Kilka dni temu dzielnicowi z Komisariatu Policji V w Krakowie podczas patrolu w rejonie Ludwinowa zauważyli dwóch mężczyzn siedzących w pojeździe.
Kierowca próbował uciec radiowozowi, ale policjanci zablokowali mu drogę ucieczki. Po podejściu do auta funkcjonariusze dostrzegli pakunki znajdujące się pomiędzy przednimi siedzeniami. Mężczyźni twierdzili, że to części samochodowe, jednak policjanci nie uwierzyli w te wyjaśnienia i postanowili sprawdzić zawartość pakunków. Nagle stało się jasne, czemu próbowali uciec.
Absurdalna ilość
Podczas kontroli okazało się, że w samochodzie znajduje się kilkadziesiąt woreczków strunowych z różnymi narkotykami.

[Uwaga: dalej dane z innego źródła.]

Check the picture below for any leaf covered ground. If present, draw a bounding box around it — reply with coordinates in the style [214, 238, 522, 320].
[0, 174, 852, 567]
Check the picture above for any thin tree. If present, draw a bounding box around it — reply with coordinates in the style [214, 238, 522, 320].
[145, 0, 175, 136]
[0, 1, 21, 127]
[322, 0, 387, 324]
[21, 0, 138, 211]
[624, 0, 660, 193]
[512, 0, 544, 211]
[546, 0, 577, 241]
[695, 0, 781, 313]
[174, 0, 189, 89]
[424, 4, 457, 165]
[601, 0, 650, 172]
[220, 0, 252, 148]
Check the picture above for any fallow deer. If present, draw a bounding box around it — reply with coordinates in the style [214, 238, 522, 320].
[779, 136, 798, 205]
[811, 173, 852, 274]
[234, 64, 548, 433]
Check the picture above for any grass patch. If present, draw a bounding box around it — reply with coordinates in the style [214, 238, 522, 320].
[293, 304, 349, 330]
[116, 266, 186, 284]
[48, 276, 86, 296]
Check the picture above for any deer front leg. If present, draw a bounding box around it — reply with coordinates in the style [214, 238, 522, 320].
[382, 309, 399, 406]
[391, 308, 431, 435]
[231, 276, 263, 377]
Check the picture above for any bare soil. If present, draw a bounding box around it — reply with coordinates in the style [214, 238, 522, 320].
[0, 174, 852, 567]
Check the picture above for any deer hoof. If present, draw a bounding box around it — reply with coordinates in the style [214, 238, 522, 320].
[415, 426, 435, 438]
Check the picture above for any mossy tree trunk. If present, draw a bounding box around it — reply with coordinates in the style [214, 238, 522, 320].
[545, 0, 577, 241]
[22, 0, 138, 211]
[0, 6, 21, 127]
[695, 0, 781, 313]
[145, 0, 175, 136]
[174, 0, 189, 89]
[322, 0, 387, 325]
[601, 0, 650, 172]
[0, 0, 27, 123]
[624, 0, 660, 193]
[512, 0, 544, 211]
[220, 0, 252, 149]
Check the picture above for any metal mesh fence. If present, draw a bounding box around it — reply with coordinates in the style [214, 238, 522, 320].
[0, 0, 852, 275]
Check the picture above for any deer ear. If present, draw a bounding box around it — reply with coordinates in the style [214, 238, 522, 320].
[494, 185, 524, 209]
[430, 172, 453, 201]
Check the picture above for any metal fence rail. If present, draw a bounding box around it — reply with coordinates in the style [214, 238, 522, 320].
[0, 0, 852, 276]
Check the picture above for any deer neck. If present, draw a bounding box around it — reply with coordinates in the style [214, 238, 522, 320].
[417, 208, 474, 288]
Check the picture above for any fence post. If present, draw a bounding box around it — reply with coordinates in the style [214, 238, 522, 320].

Dodatkowo obaj mężczyźni, 20 i 28-latek mieli przy sobie substancje odurzające.
Łącznie policjanci zabezpieczyli ponad 124 gramy marihuany, prawie 52 gramy amfetaminy, blisko 50 gramów mefedronu, ponad 12 gramów heroiny, blisko 3 gramy ecstasy oraz ponad 1 gram kokainy.
Dalsza część artykułu pod galerią zdjęć
Zarzuty w stosunku do zatrzymanych
Po zatrzymaniu mężczyźni zostali przewiezieni do komisariatu, gdzie usłyszeli zarzuty posiadania oraz przygotowań do wprowadzenia do obrotu znacznych ilości narkotyków.
Grozi im kara do 10 lat pozbawienia wolności. Prokuratura zastosowała także wobec 20-latka policyjny dozór, poręczenie majątkowe oraz zakaz zbliżania się do 28-latka na mniej niż 50 metrów.